In a 20-page original petition filed Oct. 4 in the Houston Division of the Southern District of Texas, Dr. Walter Zawislak alleges Memorial Hermann placed him on a National Practitioners Data Bank adverse action report in response to his attempts to address violations of the Emergency Medical Treatment and Active Labor Act at Houston's Memorial Hermann Southeast Hospital.

The emergency medicine physician explains that there were instances when certain patients at Memorial Hermann's southeast Houston facilities required the services of a physician whom the hospital system named to its on-call list, however, "the on-call physician failed or refused to appear within a reasonable period of time" after he notified them, stating the respondent "did not take action."

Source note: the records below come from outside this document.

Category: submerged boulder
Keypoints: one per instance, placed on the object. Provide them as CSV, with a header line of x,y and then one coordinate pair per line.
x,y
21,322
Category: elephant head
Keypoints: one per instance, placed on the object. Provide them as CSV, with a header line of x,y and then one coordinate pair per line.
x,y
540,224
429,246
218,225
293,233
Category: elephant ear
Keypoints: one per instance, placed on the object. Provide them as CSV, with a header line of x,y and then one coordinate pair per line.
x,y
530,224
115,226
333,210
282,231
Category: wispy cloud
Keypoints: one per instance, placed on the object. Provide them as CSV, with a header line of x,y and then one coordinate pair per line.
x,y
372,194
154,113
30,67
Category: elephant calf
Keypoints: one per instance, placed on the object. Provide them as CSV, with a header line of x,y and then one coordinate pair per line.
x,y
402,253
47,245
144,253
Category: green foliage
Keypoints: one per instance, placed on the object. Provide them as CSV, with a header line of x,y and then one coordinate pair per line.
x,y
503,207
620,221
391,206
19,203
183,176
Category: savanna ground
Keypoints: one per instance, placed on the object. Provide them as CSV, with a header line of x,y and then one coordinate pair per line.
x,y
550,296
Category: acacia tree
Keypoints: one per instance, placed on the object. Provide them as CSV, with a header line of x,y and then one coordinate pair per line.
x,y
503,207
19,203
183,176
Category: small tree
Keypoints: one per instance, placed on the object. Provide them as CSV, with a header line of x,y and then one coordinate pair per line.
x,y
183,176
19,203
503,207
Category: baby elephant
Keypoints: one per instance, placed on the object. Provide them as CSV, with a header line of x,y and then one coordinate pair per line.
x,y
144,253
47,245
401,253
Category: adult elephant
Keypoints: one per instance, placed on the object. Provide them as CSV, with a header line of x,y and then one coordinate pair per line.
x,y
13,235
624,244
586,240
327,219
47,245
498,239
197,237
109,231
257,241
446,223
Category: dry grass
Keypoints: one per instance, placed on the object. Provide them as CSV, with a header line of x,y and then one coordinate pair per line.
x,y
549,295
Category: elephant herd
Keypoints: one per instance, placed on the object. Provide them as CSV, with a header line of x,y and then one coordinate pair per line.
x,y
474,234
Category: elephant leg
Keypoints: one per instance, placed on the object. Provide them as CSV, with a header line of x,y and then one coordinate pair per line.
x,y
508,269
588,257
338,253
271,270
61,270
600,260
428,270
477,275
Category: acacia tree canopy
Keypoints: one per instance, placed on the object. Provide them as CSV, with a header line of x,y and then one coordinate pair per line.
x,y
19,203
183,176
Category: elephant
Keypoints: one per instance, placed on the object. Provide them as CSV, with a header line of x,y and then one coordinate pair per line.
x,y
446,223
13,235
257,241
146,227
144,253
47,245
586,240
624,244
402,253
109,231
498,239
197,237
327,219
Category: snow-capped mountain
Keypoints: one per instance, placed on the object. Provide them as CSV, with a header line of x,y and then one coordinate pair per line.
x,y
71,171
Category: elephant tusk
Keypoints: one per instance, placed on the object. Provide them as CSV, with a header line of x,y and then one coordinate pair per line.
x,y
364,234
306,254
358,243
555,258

Zawislak, who has been in practice for more than 30 years, further claims Memorial Hermann wrongfully pinned the alleged wrongdoing on him when it published a written statement pertaining to "adverse action against [his] clinical privileges for substandard or inadequate care" on the NPDB rolls and insists he did not know he was the subject of an investigation until shortly after his resignation.

He adds Memorial Hermann neglected to give review committees and investigative bodies looking into its allegations against him "complete medical records which were exculpatory and they should have known were exculpatory."

The Department of Health and Human Services received correspondence detailing "abuse of process, a cover up of EMTALA violations and whistleblower retaliation for filing EMTALA-protected reports" from the plaintiff with Secretary Kathleen Sebelius ordering Memorial Hermann to turn over its records for a comprehensive review.

According to the suit, the respondent provided "extensively blacked out" records from which the issues Sebelius determined "were outside the legal scope of her review" thus could not comment "on whether [Memorial Hermann] followed due process or substitute her judgment for theirs."

Zawislak states the subject ordeal over which he sues made it difficult for him to retain or obtain employment as well as jeopardized medically-related business agreements under his name.

Consequently, he seeks unspecified monetary damages, a jury trial and an injunction removing his name from the adverse outcome report.

The plaintiff is serving as his own counsel.